Dans l’enceinte surpeuplée de la prison centrale de Beni, un vent nouveau semble souffler. Vendredi 18 avril, des agents pénitentiaires ont échangé leurs uniformes contre une posture d’écoute inhabituelle. Objectif : repenser les rapports hommes-femmes jusque dans les couloirs des cellules. « Avant, je voyais ma collègue femme comme une assistante, aujourd’hui je réalise qu’elle mérite le même respect que n’importe quel gradé », confie sous anonymat un gardien, les traits marqués par une prise de conscience tardive.
L’initiative pilotée par l’association Tendo la Roho et la MONUSCO frappe par son audace : implanter les concepts de masculinité positive en milieu carcéral, là où les inégalités de genre se cristallisent avec violence. Ange Maliro, porte-voix de l’ONG, décrypte : « Notre défi ? Transformer des hommes habitués à exercer l’autorité par la coercition en promoteurs actifs de l’équité ». Un pari ambitieux dans une région minée par les conflits armés et les stéréotypes patriarcaux.
Derrière les barreaux de Beni, la formation dépasse le simple atelier de sensibilisation. Il s’agit d’une véritable ingénierie sociale appliquée à l’univers clos des prisons. Les formateurs insistent sur un point crucial : la masculinité positive n’est pas un renoncement à l’autorité, mais sa réinvention. « Un vrai leader carcéral, c’est celui qui protège les droits des détenues femmes sans compromettre la sécurité », souligne un expert d’UNPOL présent sur place.
Mais comment transformer des décennies de normes sociales profondément ancrées ? Le programme mise sur un effet boule de neige. « Chaque agent formé devient un relais dans sa communauté », explique Ange Maliro. Une stratégie payante alors que la RDC enregistre des progrès mitigés dans la mise en œuvre de la résolution 1325 de l’ONU sur les femmes, la paix et la sécurité.

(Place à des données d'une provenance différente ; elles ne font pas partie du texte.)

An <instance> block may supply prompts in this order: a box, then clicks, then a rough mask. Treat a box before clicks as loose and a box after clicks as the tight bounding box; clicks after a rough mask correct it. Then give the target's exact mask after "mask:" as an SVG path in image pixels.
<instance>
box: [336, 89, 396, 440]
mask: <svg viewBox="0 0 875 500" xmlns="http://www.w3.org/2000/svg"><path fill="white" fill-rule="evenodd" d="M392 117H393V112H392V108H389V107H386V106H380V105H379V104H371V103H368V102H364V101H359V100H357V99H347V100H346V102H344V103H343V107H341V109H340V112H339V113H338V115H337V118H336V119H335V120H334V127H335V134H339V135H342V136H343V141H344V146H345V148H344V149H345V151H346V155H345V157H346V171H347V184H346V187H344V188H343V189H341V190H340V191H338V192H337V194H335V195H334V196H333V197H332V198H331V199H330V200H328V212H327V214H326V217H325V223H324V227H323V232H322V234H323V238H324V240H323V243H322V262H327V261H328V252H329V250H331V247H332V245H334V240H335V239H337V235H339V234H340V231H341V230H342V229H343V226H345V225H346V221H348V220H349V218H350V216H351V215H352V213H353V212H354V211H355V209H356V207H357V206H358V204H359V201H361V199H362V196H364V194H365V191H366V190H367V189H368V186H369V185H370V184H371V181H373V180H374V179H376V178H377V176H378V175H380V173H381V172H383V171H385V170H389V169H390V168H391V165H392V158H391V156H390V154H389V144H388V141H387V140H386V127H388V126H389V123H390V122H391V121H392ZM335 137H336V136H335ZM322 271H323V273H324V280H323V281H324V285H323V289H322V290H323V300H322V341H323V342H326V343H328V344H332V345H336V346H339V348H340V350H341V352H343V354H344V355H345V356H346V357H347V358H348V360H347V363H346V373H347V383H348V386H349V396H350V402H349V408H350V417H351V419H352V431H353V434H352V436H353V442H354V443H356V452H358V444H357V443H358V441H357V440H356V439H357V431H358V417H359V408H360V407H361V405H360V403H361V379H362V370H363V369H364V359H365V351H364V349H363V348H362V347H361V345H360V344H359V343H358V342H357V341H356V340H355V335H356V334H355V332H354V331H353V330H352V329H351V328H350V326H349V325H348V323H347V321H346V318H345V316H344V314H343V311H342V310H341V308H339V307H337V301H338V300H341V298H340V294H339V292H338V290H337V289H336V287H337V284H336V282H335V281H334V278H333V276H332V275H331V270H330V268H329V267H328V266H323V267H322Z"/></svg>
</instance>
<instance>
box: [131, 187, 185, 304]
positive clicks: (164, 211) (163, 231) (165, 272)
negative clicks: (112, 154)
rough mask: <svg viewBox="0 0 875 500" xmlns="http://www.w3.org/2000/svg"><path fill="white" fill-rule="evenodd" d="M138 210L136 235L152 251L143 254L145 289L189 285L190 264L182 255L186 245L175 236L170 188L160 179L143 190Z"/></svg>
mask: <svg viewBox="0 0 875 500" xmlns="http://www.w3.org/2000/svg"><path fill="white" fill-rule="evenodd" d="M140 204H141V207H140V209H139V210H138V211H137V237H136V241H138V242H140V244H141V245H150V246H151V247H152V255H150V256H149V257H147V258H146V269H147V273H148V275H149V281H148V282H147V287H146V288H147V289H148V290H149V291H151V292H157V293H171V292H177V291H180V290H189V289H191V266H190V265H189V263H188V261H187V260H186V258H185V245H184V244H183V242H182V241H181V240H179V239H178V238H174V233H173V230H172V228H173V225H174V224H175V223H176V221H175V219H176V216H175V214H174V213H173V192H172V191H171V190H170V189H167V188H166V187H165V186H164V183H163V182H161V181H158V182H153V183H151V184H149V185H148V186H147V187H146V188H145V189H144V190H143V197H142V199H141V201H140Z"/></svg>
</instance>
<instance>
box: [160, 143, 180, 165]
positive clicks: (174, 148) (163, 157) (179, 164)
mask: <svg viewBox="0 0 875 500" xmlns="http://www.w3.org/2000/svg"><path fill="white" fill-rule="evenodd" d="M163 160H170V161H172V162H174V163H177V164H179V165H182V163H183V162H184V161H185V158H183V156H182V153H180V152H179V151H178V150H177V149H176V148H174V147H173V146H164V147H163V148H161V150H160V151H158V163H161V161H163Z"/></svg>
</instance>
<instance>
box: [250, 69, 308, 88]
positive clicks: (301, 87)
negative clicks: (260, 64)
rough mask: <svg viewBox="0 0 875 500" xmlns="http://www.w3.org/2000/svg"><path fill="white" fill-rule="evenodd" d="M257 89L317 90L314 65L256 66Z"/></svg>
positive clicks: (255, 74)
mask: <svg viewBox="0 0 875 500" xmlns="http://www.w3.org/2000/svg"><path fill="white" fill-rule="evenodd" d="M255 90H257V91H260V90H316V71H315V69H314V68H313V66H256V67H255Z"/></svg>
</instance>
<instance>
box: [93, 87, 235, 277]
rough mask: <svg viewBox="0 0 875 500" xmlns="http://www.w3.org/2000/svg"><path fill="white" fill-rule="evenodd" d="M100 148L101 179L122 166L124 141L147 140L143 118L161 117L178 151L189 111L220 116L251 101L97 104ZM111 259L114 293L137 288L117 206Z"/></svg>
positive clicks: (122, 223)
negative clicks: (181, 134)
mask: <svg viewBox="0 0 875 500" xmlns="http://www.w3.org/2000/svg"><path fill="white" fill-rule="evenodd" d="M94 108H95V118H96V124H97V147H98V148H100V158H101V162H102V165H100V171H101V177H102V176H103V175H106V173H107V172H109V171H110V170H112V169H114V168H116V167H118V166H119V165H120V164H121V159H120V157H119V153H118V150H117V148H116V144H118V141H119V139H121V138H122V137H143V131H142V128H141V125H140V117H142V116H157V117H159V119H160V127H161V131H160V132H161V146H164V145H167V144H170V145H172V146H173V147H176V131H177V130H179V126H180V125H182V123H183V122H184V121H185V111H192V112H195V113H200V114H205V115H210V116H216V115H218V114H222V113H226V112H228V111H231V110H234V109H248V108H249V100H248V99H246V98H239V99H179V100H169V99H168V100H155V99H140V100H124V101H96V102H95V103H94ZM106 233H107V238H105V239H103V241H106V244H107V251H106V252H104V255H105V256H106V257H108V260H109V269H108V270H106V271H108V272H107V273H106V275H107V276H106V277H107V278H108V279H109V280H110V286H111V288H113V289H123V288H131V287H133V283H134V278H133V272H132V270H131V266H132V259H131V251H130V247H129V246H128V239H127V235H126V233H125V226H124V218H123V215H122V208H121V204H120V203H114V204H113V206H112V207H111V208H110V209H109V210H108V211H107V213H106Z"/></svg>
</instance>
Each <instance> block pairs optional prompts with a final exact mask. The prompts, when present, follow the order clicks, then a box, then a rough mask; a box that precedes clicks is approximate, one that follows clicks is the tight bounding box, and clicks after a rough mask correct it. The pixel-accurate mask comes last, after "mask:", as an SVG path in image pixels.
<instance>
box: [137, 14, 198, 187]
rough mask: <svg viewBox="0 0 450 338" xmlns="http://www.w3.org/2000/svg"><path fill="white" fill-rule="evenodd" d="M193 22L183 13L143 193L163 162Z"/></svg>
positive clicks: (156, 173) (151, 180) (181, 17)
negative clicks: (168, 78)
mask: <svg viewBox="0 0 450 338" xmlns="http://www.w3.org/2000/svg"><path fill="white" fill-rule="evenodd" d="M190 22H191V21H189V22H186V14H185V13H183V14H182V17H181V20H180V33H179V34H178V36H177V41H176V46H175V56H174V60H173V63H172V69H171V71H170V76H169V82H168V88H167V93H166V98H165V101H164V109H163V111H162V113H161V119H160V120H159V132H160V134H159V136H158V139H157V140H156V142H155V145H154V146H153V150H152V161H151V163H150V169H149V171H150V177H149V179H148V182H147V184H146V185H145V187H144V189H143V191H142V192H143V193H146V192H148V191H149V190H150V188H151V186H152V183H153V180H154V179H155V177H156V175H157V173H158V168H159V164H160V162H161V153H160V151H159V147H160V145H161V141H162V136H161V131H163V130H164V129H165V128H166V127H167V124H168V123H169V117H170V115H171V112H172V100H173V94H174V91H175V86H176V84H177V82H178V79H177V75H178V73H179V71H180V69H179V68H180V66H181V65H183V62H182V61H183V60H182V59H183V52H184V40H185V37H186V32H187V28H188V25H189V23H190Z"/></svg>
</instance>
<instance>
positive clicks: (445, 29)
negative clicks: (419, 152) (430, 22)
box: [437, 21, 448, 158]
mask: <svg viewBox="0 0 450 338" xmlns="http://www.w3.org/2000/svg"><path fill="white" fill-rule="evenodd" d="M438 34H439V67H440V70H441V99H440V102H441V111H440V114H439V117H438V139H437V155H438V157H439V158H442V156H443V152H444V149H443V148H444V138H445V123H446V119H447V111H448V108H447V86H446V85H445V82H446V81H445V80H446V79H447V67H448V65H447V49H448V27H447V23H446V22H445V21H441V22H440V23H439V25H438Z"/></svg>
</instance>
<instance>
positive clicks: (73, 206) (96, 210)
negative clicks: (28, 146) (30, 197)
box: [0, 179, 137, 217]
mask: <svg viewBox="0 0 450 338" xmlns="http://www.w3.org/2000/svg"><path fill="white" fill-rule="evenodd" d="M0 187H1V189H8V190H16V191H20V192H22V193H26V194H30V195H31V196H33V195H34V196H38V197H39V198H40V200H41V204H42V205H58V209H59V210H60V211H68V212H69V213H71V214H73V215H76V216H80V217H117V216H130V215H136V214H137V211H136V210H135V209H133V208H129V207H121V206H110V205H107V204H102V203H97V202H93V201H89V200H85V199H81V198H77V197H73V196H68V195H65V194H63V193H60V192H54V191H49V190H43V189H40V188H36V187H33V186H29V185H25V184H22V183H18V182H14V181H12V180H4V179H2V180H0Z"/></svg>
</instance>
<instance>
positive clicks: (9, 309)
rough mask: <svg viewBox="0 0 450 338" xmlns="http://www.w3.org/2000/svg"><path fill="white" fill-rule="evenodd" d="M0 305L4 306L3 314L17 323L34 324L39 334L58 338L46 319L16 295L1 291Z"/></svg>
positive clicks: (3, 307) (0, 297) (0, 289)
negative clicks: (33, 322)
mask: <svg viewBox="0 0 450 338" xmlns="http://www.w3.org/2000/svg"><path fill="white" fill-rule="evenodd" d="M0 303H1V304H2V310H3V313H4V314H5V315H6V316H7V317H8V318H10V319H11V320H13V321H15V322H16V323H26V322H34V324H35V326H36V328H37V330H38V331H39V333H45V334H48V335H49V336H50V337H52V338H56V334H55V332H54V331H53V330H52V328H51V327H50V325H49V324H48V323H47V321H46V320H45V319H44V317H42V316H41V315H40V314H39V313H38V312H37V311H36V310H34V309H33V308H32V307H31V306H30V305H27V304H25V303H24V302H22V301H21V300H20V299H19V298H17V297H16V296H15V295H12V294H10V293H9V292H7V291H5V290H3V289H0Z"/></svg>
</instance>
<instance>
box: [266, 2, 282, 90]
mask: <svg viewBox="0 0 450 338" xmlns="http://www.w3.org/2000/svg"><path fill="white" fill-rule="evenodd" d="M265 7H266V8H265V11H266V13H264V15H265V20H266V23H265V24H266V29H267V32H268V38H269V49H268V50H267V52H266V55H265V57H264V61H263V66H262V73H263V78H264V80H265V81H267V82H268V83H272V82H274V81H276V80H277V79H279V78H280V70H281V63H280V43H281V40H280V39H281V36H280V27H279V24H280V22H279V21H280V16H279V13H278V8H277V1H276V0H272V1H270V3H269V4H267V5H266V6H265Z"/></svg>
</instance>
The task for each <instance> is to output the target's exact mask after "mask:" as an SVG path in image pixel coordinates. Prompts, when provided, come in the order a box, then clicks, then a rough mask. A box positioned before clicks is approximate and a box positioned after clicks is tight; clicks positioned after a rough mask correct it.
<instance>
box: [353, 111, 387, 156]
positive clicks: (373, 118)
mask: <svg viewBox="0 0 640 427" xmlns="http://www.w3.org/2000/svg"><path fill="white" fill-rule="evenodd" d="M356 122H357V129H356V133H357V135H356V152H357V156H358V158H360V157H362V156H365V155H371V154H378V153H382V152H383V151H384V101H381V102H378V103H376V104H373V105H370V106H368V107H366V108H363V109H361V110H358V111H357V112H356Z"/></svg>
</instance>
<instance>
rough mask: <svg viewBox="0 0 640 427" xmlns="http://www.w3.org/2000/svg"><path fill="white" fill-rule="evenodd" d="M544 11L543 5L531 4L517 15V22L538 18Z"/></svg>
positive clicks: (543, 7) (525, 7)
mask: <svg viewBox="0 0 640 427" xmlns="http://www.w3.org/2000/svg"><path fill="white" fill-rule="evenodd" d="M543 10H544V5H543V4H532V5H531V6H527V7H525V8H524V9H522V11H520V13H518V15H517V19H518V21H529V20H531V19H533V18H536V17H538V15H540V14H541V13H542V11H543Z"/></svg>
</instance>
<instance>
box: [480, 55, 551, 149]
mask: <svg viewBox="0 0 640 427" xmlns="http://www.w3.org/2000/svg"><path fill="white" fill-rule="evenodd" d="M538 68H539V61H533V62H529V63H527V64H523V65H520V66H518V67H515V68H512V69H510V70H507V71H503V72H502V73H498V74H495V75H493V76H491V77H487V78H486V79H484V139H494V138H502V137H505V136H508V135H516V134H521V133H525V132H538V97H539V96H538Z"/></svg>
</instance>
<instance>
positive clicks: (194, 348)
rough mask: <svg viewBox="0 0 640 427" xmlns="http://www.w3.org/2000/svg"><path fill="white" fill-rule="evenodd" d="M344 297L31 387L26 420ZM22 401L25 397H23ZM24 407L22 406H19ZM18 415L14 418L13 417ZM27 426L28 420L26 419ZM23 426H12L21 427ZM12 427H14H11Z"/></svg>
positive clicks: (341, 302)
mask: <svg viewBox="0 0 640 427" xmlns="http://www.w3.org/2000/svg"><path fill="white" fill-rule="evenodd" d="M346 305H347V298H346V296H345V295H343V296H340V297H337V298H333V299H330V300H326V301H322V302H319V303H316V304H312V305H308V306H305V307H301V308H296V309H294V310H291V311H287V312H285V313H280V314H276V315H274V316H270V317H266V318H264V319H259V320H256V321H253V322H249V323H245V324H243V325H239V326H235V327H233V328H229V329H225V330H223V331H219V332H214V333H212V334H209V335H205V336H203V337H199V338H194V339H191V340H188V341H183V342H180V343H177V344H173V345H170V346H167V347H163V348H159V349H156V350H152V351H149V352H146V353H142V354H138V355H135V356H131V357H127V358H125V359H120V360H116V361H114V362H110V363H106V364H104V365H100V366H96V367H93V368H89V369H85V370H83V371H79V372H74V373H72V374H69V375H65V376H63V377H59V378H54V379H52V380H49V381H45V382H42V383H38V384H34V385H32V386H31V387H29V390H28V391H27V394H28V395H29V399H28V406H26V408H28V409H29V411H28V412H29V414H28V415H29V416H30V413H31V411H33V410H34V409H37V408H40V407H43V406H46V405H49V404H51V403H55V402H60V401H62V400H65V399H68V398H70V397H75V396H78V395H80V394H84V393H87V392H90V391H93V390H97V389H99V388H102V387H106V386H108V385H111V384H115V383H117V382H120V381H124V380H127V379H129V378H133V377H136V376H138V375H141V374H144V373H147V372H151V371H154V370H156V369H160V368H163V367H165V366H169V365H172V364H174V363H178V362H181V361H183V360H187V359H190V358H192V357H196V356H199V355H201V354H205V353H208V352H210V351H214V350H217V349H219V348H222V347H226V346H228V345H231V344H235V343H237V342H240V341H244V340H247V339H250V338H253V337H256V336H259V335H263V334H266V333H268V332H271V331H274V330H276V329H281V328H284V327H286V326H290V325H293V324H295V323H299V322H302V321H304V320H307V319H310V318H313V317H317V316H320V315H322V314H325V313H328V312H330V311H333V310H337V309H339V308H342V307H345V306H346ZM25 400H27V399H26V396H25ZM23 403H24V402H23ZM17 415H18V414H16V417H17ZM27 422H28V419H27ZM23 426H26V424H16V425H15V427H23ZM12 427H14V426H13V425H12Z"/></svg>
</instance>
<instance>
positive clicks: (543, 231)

La présence croissante de personnels féminins dans l’administration pénitentiaire congolaise ajoute une urgence à ce chantier. « Nos collègues femmes subissent parfois des remarques déplacées qui entravent leur travail », témoigne une surveillante. Les formateurs ont donc axé leur module sur la déconstruction des microviolences quotidiennes – ces « petites » discriminations qui perpétuent les inégalités structurelles.
Reste la question centrale : une formation peut-elle infléchir des mentalités forgées par des années de pratiques patriarcales ? Les premiers signaux semblent encourageants. « Depuis la session, notre équipe mixte discute autrement pendant les pauses », rapporte un cadre de la prison. Une lueur d’espoir dans un système carcéral congolais souvent pointé du doigt pour ses conditions inhumaines.
Cette initiative s’inscrit dans un contexte national volatil. Alors que les actualités politiques RDC sont dominées par les tensions pré-électorales, des acteurs de la société civile tentent de réinventer les bases du vivre-ensemble. La masculinité positive en milieu carcéral pourrait bien devenir un laboratoire pour l’ensemble de la société congolaise. Mais le chemin reste semé d’embûches : budget limité, résistances culturelles et turnover du personnel menacent la pérennité du projet.
En marge des débats sur l’économie RDC ou la sécurité dans l’Est, cet effort discret ouvre une brèche vers un changement plus profond. Et si les prisons devenaient le berceau insoupçonné d’une nouvelle égalité des genres ? La réponse se construit jour après jour, dans les gestes et les paroles des agents de Beni, devenus malgré eux les pionniers d’une révolution sociale en milieu fermé.